Deweloperzy powierzchni handlowych stawiają jednak przede wszystkim na Warszawę. Nic w tym dziwnego, bo odsetek pustostanów w stolicy wynosi zaledwie 2 proc. Obok budowy klasycznych centrów handlowych czy mniejszych obiektów typu convenience w planach inwestycyjnych pojawiają się również projekty przy głównych ulicach handlowych. W najbliższych latach wzbogacą one swoją ofertę handlową o takie obiekty, jak chociażby Nowy Sezam, Art Norblin, Hotel Europejski czy Hala Koszyki.
– O podobnych rewitalizacjach ulic mówi się również w innych miastach, np. Sopocie czy Łodzi. Niestety, na razie to tylko plany, które od lat są odkładane na półkę – zauważa Paulina Domańska, starszy specjalista w Dziale Powierzchni Handlowych w Colliers International.

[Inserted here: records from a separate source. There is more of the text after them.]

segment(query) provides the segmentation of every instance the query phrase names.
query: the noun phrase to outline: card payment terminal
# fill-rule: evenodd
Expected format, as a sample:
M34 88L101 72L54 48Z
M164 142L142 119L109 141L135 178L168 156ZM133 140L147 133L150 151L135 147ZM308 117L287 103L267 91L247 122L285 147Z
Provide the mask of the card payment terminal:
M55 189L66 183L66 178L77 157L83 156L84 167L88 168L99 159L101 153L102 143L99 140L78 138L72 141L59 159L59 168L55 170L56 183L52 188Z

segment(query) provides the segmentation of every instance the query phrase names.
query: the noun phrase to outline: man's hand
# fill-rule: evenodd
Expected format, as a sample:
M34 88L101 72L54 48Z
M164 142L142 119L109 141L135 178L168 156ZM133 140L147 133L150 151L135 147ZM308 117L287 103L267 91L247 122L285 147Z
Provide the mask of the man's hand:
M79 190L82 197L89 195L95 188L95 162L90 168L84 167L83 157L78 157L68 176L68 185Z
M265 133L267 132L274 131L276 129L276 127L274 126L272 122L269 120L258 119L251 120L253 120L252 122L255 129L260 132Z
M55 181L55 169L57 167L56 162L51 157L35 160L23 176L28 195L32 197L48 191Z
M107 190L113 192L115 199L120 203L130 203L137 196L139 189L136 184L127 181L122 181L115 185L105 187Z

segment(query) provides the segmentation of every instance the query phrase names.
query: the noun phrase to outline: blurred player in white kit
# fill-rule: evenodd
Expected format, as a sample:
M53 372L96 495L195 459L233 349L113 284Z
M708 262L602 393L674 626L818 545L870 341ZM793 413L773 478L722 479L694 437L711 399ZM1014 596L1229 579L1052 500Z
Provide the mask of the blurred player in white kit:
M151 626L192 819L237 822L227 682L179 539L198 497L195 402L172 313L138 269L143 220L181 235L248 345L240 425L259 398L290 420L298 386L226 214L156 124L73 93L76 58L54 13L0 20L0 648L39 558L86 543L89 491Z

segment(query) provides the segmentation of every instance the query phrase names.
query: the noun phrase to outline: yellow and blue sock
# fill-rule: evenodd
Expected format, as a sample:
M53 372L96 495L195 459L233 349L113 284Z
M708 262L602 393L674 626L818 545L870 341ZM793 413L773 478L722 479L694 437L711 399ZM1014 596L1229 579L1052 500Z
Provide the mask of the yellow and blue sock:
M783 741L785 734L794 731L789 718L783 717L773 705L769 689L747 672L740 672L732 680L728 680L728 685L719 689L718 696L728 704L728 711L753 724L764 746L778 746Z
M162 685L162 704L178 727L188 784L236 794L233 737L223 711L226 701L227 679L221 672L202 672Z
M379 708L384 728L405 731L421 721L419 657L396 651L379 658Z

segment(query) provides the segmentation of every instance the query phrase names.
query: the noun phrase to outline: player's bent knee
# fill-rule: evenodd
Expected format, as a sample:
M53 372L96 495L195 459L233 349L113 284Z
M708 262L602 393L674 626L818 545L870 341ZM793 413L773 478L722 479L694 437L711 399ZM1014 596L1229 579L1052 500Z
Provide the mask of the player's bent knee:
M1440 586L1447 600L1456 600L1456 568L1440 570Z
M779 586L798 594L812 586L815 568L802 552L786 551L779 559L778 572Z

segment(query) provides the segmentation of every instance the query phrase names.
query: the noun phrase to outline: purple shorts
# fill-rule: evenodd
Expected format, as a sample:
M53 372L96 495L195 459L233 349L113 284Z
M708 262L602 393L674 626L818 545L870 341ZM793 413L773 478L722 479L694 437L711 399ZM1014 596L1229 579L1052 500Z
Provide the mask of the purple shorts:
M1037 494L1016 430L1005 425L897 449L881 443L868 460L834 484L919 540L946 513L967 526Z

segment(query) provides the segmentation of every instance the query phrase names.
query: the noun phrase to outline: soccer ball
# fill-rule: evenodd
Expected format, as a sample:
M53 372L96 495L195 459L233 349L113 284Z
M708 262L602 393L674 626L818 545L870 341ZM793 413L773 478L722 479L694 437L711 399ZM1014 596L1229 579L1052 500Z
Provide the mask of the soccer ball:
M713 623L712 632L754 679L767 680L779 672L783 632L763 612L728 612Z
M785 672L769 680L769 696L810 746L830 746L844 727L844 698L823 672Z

Stawki najmu za najlepsze miejsca przy ulicach handlowych pozostają na podobnym, wysokim poziomie w Warszawie i Krakowie. Jest to efekt dużego zainteresowania lokalami i niewielką ich dostępnością.
Dyskonty i siłownie
Potencjał lokali przy głównych ulicach doskonale dostrzegają najemcy wcześniej obecni w centrach handlowych. Najnowszym przykładem jest otwarcie butiku Ani Kruk przy ul. Mokotowskiej w Warszawie, który działa w tym mieście również w Galerii Mokotów i Placu Unii.
– Takimi lokalami interesują się także e-sklepy, dla których zaistnienie w centrach handlowych jest trudne np. z powodu skomplikowanej umowy najmu czy wysokich zabezpieczeń – opowiada Paulina Domańska.